Contextual Reconfiguration juga bisa diterapkan pada fungsi sistem operasi; sebagai contoh: sistem operasi suatu komputer A bisa memanfaatkan memori komputer lainnya yang berada didekatnya untuk melakukan back-up data sebagai antisipasi jika power komputer A melemah.
3. Contextual Informations and Commands
Kegiatan manusia bisa diprediksi dari situasi atau lokasi dimana mereka berada. Sebagai contoh, ketika berada di dapur, maka kegiatan yang dilakukan pada lokasi tersebut pasti berkaitan dengan memasak. Hal inilah yang menjadi dasar dari tujuan contextual information and commands, dimana informasi-informasi tersebut dan perintah yang akan dilaksanakan disimpan ke dalam sebuah directory tertentu.

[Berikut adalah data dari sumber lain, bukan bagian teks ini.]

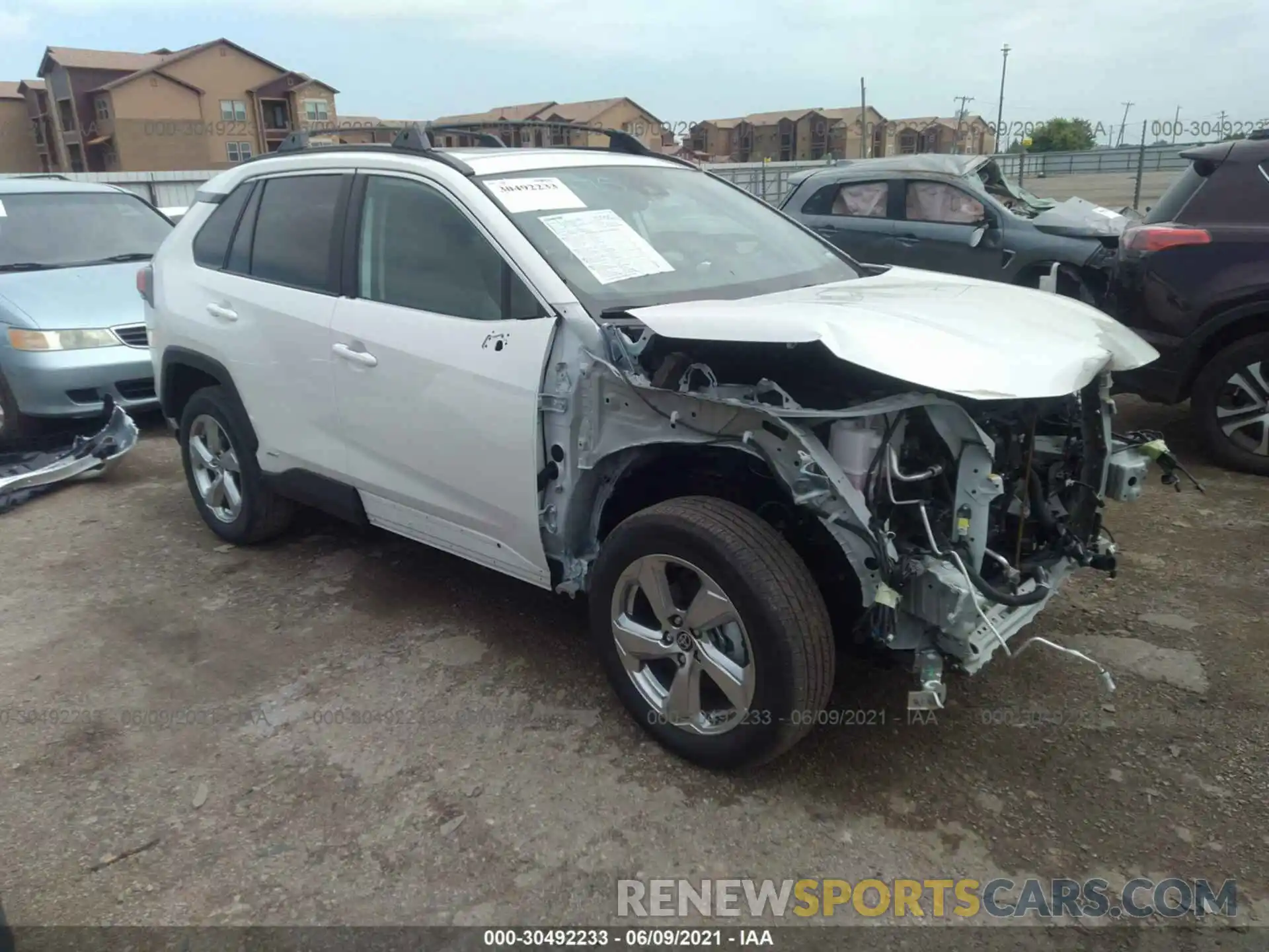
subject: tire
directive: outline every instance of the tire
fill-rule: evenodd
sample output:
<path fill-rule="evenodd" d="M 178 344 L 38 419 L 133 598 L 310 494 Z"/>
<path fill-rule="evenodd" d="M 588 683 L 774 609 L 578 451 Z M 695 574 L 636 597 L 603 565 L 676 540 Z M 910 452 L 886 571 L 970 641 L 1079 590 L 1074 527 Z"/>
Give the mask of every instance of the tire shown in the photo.
<path fill-rule="evenodd" d="M 1190 410 L 1212 458 L 1227 470 L 1269 476 L 1269 334 L 1230 344 L 1199 371 Z M 1244 407 L 1245 413 L 1223 416 Z M 1260 413 L 1258 414 L 1256 410 Z M 1230 419 L 1253 423 L 1226 435 Z"/>
<path fill-rule="evenodd" d="M 212 433 L 218 430 L 217 437 Z M 251 545 L 286 532 L 296 514 L 296 504 L 273 493 L 260 476 L 255 453 L 246 451 L 250 433 L 246 411 L 223 387 L 204 387 L 185 404 L 180 416 L 180 461 L 198 514 L 208 528 L 226 542 Z M 217 465 L 207 466 L 199 448 L 221 447 Z M 230 456 L 232 454 L 232 456 Z M 232 462 L 231 462 L 232 459 Z M 236 494 L 222 489 L 204 494 L 220 473 L 222 486 L 231 481 Z M 233 505 L 233 495 L 237 505 Z"/>
<path fill-rule="evenodd" d="M 0 373 L 0 449 L 8 449 L 39 433 L 39 421 L 18 409 L 18 399 Z"/>
<path fill-rule="evenodd" d="M 670 621 L 661 626 L 670 631 L 662 636 L 669 644 L 660 646 L 656 627 L 665 613 L 640 594 L 641 581 L 632 581 L 643 570 L 660 571 L 670 583 Z M 723 602 L 717 598 L 708 604 L 717 617 L 731 621 L 712 630 L 692 628 L 698 604 L 693 575 L 702 592 L 706 585 L 721 589 L 727 608 L 718 608 Z M 622 703 L 657 741 L 693 763 L 735 769 L 779 757 L 810 731 L 827 703 L 836 656 L 824 599 L 789 543 L 735 503 L 687 496 L 631 515 L 604 541 L 589 598 L 591 637 Z M 709 614 L 709 608 L 695 612 L 698 619 Z M 624 644 L 636 642 L 631 650 L 618 647 L 618 630 Z M 647 637 L 633 637 L 634 630 Z M 741 670 L 739 660 L 746 661 L 749 693 L 732 684 L 737 696 L 749 698 L 745 711 L 721 689 L 723 680 L 714 679 L 720 646 L 730 646 L 732 654 L 725 660 L 732 674 Z M 654 656 L 662 649 L 665 658 Z M 636 656 L 645 652 L 646 660 Z M 730 710 L 722 730 L 702 729 L 704 715 L 693 726 L 667 716 L 674 707 L 670 689 L 693 668 L 703 671 L 695 693 L 700 708 L 716 717 L 723 716 L 720 708 Z M 650 693 L 661 689 L 665 698 L 654 704 Z M 720 704 L 707 708 L 711 698 Z"/>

Setiap file yang berada di dalam directory berisi locations and contain files, programs, and links. Ketika seorang user berpindah dari suatu lokasi ke lokasi lainnya, maka browser juga akan langsung mengubah data lokasi di dalam directory. Sebagai contoh: ketika user berada di kantor, maka user akan melihat agenda yang harus dilakukan; ketika user beralih lagi ke dapur, maka user tersebut akan melihat petunjuk untuk membuat kopi dan data penyimpanan kebutuhan dapur.
4. Context-Triggered Actions
Cara kerja sistem context-triggered actions sama layaknya dengan aturan sederhana IF-THEN. Informasi yang berada pada klausa kondisi akan memacu perintah aksi yang harus dilakukan. Kategori sistem context-aware ini bisa dikatakan mirip dengan contextual information and commands, namun perbedaannya terletak pada aturan-aturan kondisi yang harus jelas dan spesifik untuk memacu aksi yang akan dilakukan.
Aturan umum yang harus diisi pada form context-triggered actions :
badge location event-type action
event­-type dapat berupa kondisi : arriving, departing, settleld-in, missing, or attention.
Sebagai contoh :
coffee kitchen arriving “play –v 50 ~/sounds/rooster.au”
artinya, ketika siapapun berada di dapur dan menggunakan mesin coffee maker maka alarm rooster sound akan berbunyi.
4.      Layanan Telematika di bidang  Layanan Perbaikan Sumber
Layanan perbaikan sumber yang dimaksud adalah layanan perbaikan dalam sumber daya manusia (SDM). SDM telematika adalah orangyang melakukan aktivitas yang berhubungan dengan telekomunikasi, media, dan informatika sebagai pengelola, pengembang, pendidik, dan pengguna di lingkungan pemerintah, dunia usaha, lembaga pendidikan, dan masyarakat pada umumnya.
Konsep pengembangan sumber daya manusia di bidang telematika ditujukan untuk meningkatkan kualitas, kuantitas dan pendayagunaan SDM telematika dengan tujuan untuk mengatasi kesenjangan digital, kesenjangan informasi dan meningkatkan kemandirian masyarakat dalam pemanfaatan teknologi informasi dan komunikasi secara efektif dan optimal.
Kebutuhan akan SDM dapat dilihat dari bidang ekonomi dan bidang politik, yaitu :
Dilihat dari bidang ekonomi
Pengembangan telematika ditujukan untuk peningkatan kapasitas ekonomi, berupa peningkatan kapasitas industry produk barang dan jasa.
Dilihat dari bidang politik
Bagaimana telematika memberikan kontribusi pada pelayanan public sehingga menghasilkan dukungan politik.
Dari kedua bidang tersebut diatas kebutuhan terhadap telematika akan dilihat dari dua aspek, yaitu :
1. Pengembangan peningkatan kapasitas industry.
2. Pengembangan layanan publik.

Sasaran utama dalam upaya pengembangan SDM telematika yaitu sebagai berikut :
a)      Peningkatan kinerja layanan public yang memberikan akses yang luas terhadap peningkatan kecerdasan masyarakat, pengembangan demokrasi dan transparasi sebagai katalisator pembangaunan.
b)      Literasi masyarakat di bidang teknologi telematika yang terutama ditujukan kepada old generator dan today generation sebagai peningkatan, dikemukakan oleh Tapscott.